Sentiment Analysis on tweets with LSTM for Beginners

Shri Varsheni R 15 Dec, 2021 • 9 min read

 This article was published as a part of the Data Science Blogathon

Introduction

In today’s digital world, social media platforms like Facebook, Whatsapp, Twitter have become a part of our everyday schedule. Many NLP techniques can be used on the text data available from Twitter. Sentiment analysis refers to the idea of predicting the sentiment ( happy, sad, neutral) from a particular text. In this blog, I will be performing sentiment analysis on a large real-world dataset by applying techniques of NLP(Natural Language Processing).

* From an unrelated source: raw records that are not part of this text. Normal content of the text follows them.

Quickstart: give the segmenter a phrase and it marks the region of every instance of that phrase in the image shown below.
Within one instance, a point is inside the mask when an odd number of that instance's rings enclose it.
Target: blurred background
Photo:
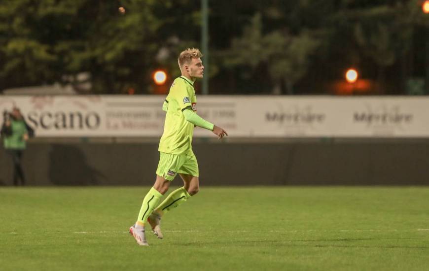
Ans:
[[[196,130],[203,183],[429,184],[428,13],[422,0],[1,0],[0,110],[35,131],[28,185],[148,185],[178,56],[198,47],[199,114],[230,134]]]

I am taking my data from the “Sentiment140” dataset available in Kaggle. It has around 1.6 million tweets that have been extracted. You can access the dataset here: dataset. The annotations or labels for the tweets are as follows:

  • 0 = negative

  • 4 = positive

Data for Sentiment Analysis

Let us start by importing libraries and reading the data from csv files.

import pandas as pd
df = pd.read_csv('../input/sentiment140/training.csv',header=None)
df.head(8)

Data | Sentiment Analysis

                                                                                             Source: Kaggle notebook of Author

The first column is the target column, which will denote the sentiment of the tweets (0/2/4). The next column is the ID for each tweet, and it is a unique number. After that, we have the date and timestamp of when the tweet was released. Next, we have the username of the author of the tweet. In the end, we have the text of the tweet. You can notice that the columns and renamed accordingly.

df.columns = [‘sentiment’, ‘id’, ‘date’, ‘query’, ‘user_name’, ‘tweet’]

In this blog, the focus is on classifying the sentiment of the text. Hence, we can drop the unnecessary columns as shown below.

df = df.drop(['id', 'date', 'query', 'user_name'], axis=1)
df.head()

Sentiment Analysis Data

Let us map the sentiment values to positive, negative. 0 is mapped to negative, and four is mapped to positive. We create a small function `mapper()` to perform this mapping. This function can be used on all the dataset rows using the “apply()” function.  Look at the code snippet below.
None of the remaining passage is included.